Neste sentido, para esta responsável, os departamentos de Recurso Humanos têm hoje à sua disposição uma pool de talentos no mercado muito maior, mais diversificada e ainda mais exigente. «Em vez de acesso a candidatos locais, as empresas passam a ter como pool candidatos globais. Vão ter assim de recriar estratégias para atrair talento internacional, que queira trabalhar à distância, em modelo de projeto, em formatos distintos daquilo que era o “normal”. Para serem bem-sucedidas a reter estes perfis, vão também ter de ser muito mais flexíveis – repensando o onde, quando e como se trabalha», defende Alice Matos.

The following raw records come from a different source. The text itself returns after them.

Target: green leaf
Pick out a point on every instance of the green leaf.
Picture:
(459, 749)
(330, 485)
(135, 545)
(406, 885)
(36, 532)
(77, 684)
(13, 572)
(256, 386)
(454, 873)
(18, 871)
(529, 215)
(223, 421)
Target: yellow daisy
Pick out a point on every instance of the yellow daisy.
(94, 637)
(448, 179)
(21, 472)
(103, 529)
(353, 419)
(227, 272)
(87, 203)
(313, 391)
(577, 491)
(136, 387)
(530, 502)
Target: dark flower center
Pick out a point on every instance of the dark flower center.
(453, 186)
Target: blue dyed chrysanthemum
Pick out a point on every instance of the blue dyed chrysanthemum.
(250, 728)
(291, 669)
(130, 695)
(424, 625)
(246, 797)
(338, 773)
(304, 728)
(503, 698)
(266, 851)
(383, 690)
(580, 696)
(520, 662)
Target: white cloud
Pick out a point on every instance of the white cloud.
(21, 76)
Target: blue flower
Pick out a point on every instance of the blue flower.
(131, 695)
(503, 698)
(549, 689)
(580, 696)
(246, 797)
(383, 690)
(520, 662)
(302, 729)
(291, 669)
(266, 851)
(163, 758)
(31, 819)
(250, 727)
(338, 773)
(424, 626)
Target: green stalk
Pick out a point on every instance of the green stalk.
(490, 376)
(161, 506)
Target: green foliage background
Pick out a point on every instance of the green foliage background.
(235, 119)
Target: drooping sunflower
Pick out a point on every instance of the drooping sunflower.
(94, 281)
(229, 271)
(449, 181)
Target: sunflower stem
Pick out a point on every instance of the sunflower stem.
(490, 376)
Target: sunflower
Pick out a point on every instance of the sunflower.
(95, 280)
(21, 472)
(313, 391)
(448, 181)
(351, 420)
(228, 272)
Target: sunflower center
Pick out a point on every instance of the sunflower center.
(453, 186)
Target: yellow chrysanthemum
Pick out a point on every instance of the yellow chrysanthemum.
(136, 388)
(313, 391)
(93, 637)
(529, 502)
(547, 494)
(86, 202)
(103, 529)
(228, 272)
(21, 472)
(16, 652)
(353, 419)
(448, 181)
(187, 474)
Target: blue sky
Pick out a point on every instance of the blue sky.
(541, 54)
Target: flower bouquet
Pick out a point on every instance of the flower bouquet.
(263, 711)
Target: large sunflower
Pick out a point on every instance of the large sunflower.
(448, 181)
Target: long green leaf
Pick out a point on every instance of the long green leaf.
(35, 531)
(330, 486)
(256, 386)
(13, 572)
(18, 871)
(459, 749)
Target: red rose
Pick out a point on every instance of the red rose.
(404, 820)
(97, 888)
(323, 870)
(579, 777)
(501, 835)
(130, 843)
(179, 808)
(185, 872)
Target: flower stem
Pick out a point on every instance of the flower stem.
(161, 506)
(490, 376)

O outro desafio identificado pela directora de Recursos Humanos na consultora imobiliária JLL para as organizações será o de readaptarem os seus espaços para que os mesmos continuem a motivar as pessoas a saírem de casa e a interagirem ao vivo e a cores umas com as outras. «Para isso», acredita Alice Matos, para além de espaços modernos, confortáveis, flexíveis e “instagramáveis”, «os escritórios vão ter de passar a ser mais colaborativos e inspiradores, com uma estratégia de workplace adaptada ao negócio e à cultura organizacional para fomentar a produtividade, o engagement e o commitment das pessoas para com a organização». 2021 será, certamente, um ano com muitos desafios em todas as perspectivas.